她朝陆锦行点点头,安静的跟在陆祈和陆锦航身后走了出去。
风雨交加的天气总会让人心生些无端的凄迷,钟妩未梳起的长发被风吹得有些凌乱,她抬手将额前的碎发掖到耳后,将双手插进了外套的衣兜内。
陆祈站在门外的长廊下,看着外面的重重雨幕,言语间带了些莫名的威压感:“听说你三天前才进陆家。”
钟妩呼吸一滞,随即应声:“是。”
陆祈收回视线,沿着长廊向前走去,交加的风雨将他意味深长的话卷进了钟妩耳中:“聪明人赚钱,途径从不止一种。”
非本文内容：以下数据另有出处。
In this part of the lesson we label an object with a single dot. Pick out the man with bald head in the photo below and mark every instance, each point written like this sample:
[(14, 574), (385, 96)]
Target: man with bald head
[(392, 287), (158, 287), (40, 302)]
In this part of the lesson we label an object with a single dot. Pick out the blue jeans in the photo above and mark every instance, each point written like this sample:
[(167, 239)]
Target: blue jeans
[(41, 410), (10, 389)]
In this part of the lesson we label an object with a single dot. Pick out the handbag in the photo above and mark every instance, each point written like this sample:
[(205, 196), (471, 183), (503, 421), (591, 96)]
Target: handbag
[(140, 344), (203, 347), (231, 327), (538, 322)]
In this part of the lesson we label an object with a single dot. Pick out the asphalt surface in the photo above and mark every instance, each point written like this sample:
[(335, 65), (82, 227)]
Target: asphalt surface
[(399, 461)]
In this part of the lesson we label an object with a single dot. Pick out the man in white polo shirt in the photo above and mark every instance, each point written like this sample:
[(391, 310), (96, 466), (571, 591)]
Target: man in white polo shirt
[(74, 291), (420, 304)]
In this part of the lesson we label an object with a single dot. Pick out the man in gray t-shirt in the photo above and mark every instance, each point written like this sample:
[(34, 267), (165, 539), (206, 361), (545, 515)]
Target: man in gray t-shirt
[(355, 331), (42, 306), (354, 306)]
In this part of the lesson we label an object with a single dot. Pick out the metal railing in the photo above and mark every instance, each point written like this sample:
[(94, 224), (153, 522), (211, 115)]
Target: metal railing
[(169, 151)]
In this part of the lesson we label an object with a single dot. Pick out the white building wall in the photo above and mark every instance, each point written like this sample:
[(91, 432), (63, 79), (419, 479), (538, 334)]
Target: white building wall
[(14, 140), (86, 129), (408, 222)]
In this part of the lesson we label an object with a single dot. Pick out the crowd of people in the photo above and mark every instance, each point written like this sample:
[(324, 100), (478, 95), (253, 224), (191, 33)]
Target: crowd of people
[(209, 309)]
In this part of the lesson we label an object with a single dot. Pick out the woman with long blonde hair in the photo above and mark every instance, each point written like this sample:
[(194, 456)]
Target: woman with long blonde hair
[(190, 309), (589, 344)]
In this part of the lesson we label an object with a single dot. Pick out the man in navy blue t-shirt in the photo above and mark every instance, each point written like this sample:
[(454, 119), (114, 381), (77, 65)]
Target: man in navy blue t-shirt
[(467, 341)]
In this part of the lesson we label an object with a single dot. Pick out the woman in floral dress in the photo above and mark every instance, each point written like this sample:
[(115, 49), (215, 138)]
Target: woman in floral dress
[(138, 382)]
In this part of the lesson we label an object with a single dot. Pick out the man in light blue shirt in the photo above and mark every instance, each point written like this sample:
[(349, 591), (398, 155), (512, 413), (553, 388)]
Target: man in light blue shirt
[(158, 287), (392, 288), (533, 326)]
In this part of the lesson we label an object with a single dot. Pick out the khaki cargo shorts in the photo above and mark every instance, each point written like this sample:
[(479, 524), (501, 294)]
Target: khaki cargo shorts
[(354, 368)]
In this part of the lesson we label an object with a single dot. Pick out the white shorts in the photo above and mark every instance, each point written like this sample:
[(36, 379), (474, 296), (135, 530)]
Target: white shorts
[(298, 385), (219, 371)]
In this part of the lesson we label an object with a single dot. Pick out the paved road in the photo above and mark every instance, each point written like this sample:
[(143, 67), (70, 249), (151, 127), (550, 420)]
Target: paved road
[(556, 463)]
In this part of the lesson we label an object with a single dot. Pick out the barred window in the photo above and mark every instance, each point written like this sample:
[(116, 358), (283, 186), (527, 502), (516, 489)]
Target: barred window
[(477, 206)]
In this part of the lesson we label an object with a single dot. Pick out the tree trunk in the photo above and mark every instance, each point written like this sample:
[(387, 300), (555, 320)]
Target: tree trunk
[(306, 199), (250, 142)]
“您说得是。”钟妩的回应依然乖顺,倒是引得陆祈止步回头看了她一眼。片刻的沉默之后,陆祈继续向前走去,唇边有一丝意味不明的冷笑浮现,随后吩咐一旁的陆锦航:“我还有事,你带她过去吧,还有些给阿行带回来治腿伤的药,一起拿回去。”
钟妩一路沉默的跟在陆锦航身后,直到进入所谓他的“领地”,亦不曾抬头多看四周一眼。
陆锦航直接把她带进陆祈的书房,关上门之后,惜字如金的指了指一旁的沙发:“坐。”
钟妩只是站在原地,并未依言坐下。
陆锦航讳莫如深的看她一眼,并未觉得多意外,只是径自走到了博古架前,打开了下面的柜子,随意拿出两个盒子,放到了钟妩旁边的书桌上,说:“都是日本的漆器摆饰,你可以选一个喜欢的拿回去。”
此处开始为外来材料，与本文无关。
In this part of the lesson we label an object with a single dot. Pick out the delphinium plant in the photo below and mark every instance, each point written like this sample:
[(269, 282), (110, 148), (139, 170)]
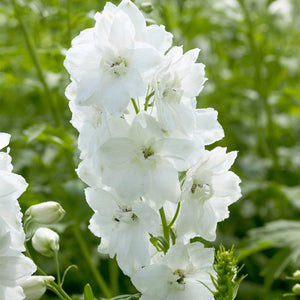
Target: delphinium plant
[(152, 184), (155, 190)]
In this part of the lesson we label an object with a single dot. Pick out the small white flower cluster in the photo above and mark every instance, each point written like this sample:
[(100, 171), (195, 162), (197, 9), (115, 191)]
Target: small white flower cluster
[(15, 268), (142, 143)]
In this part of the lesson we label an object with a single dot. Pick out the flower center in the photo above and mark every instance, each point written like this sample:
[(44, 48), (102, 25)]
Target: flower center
[(202, 190), (147, 152), (178, 280), (119, 67), (97, 117), (172, 91), (125, 215)]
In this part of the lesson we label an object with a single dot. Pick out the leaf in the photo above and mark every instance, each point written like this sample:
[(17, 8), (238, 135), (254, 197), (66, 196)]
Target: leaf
[(88, 292), (276, 266)]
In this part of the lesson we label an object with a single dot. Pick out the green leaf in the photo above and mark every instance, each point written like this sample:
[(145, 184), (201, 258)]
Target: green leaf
[(88, 292)]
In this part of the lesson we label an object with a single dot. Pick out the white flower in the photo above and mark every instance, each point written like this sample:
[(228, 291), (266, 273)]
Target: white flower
[(11, 187), (46, 213), (45, 241), (108, 62), (184, 273), (145, 162), (123, 227), (14, 267), (176, 84), (35, 286), (208, 190)]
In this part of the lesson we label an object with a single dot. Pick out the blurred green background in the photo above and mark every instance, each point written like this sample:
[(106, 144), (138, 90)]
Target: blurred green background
[(251, 50)]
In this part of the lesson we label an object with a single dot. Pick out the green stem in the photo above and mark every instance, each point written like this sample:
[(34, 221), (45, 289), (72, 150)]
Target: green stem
[(164, 222), (135, 106), (54, 290), (57, 267), (98, 277), (59, 291), (69, 22), (37, 64), (147, 100), (28, 254), (114, 276), (175, 216)]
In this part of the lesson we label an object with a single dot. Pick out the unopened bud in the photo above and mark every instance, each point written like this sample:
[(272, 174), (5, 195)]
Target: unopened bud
[(296, 289), (147, 7), (296, 275), (35, 286), (46, 213), (45, 241)]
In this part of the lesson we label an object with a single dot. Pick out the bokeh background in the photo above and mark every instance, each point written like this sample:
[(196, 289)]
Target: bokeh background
[(251, 49)]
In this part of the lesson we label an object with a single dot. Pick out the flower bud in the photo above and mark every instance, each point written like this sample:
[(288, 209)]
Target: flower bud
[(296, 275), (35, 286), (45, 241), (296, 289), (147, 7), (46, 213)]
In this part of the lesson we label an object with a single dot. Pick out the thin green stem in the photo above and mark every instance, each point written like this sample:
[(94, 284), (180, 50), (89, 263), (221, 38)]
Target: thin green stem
[(98, 277), (147, 100), (164, 222), (175, 216), (135, 106), (57, 267), (54, 290), (114, 276), (59, 290), (36, 62), (28, 254), (69, 22)]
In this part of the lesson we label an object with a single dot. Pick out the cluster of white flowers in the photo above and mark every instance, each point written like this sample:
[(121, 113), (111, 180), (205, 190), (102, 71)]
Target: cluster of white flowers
[(15, 268), (152, 184)]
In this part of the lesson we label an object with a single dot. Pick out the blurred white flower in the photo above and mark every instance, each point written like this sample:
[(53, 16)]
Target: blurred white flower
[(14, 266), (208, 190)]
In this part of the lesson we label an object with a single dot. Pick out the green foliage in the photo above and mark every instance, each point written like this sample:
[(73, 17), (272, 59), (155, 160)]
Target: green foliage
[(252, 59), (226, 281)]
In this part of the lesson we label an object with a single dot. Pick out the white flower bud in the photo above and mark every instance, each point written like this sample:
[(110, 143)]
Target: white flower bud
[(45, 241), (296, 289), (46, 213), (296, 275), (35, 286)]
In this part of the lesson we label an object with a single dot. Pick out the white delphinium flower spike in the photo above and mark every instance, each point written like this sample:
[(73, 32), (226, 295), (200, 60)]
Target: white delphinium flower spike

钟妩随手拿起其中一个长方形的盒子,下一秒,陆锦航的手已经覆上了盒子的另一边。钟妩抬头看过去,却只窥见了他毫无波动的目光。
“陆锦行给了你多少钱,我出双倍,你马上离开这里。”
钟妩这才知道什么是父子情深,眼前陆锦航的言行举止,和刚刚对她说“赚钱途径不止一种”的陆祈几乎一模一样,似乎这是一种势在必得的施舍。如果她不接受,就是不识好歹;而即使接受了,也只有被鄙夷的份儿——毕竟她只是微不足道的小角色,不值得浪费他们能够给予的少之又少的尊重。
钟妩自嘲般笑了笑,反问道:“我想陆副董事长之前所指的‘赚钱’的意思,恐怕并不是让我马上离开这么简单吧?他希望我做什么?将我知道的一切和盘托出,还是以后的日子里帮他监视陆锦行的一举一动?”
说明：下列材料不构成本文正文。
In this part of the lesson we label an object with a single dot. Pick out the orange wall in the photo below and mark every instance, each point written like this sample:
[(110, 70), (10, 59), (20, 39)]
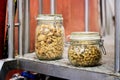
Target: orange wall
[(73, 14)]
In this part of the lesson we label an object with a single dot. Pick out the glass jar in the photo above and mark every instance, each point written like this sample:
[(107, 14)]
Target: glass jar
[(49, 37), (85, 49)]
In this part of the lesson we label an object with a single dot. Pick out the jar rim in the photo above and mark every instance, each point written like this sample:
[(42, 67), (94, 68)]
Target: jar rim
[(49, 17), (85, 36)]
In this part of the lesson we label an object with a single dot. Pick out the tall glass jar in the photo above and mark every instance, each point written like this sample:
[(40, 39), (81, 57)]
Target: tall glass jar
[(85, 49), (49, 38)]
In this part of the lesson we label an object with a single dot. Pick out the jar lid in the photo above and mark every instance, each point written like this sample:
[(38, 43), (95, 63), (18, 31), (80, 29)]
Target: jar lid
[(49, 17), (85, 36)]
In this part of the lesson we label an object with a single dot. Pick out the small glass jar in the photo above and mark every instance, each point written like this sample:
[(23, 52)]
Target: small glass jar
[(85, 49), (49, 37)]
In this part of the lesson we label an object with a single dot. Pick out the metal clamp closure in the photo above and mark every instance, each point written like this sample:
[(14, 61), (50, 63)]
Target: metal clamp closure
[(102, 46)]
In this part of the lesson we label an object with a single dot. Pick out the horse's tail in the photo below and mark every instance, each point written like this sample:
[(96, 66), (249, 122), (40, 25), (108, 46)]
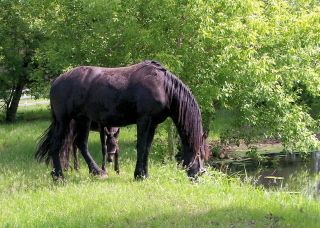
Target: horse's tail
[(68, 147), (43, 152)]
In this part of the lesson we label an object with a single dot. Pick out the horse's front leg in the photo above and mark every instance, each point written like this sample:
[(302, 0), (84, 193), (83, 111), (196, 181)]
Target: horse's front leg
[(116, 162), (83, 128), (145, 133), (103, 138)]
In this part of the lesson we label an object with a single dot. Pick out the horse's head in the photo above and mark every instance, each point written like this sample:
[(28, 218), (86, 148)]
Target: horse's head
[(112, 142), (196, 166)]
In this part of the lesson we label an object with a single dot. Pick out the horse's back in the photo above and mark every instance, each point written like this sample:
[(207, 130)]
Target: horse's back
[(110, 94)]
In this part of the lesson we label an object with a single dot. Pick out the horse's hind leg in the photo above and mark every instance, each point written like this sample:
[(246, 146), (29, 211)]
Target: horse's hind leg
[(83, 128), (145, 130), (76, 165), (116, 162), (60, 132), (103, 147)]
陆锦航眉心微蹙,看向钟妩的目光里多了几分冰冷:“我爸爸不了解你,他希望你做的事你做不来。可你如果继续留在这里,能够选择的无非是做他的工具,又或是陆锦行的工具。”
钟妩言语讥诮:“如果我只能在这两者之中选择,那我当然会选陆锦行。”
至少陆锦行在商言商,始终都是公平而坦诚的和她谈条件,给予了她足够的尊重,两个人的交易明码标价,也到底不曾让她出卖良知和底线——即使她觉得自己如今的底线已经足够低。
她抽出陆锦航手中的盒子,转身朝外走去。
“你以为选陆锦行就不是与虎谋皮了么?”陆锦航冷笑出声,“陆家太复杂,你根本毫无倚仗,就这么陷进去的话,你以为你能全身而退吗?”
钟妩停下来,握着盒子的手紧了紧,努力让自己的声音听起来平静轻松:“或许不能吧,毕竟我现在……已经是陆锦行的妻子了。”
陆锦航突然不知该作何表情。这种情绪他并不算全然陌生,因为昨天傍晚从陆锦行口中得知这件事的一瞬间,他心内亦曾产生了一种巨大的空茫,他隐约感到似乎有些事情正在朝着一个完全失控的方向发展着,而他无法阻止,也无力阻止。
“钟妩。”
重逢之后,陆锦航第一次叫她的名字,声音里带着连他自己都不曾察觉的疲惫:“你需要钱我可以给你,你走吧,不要再出现了。”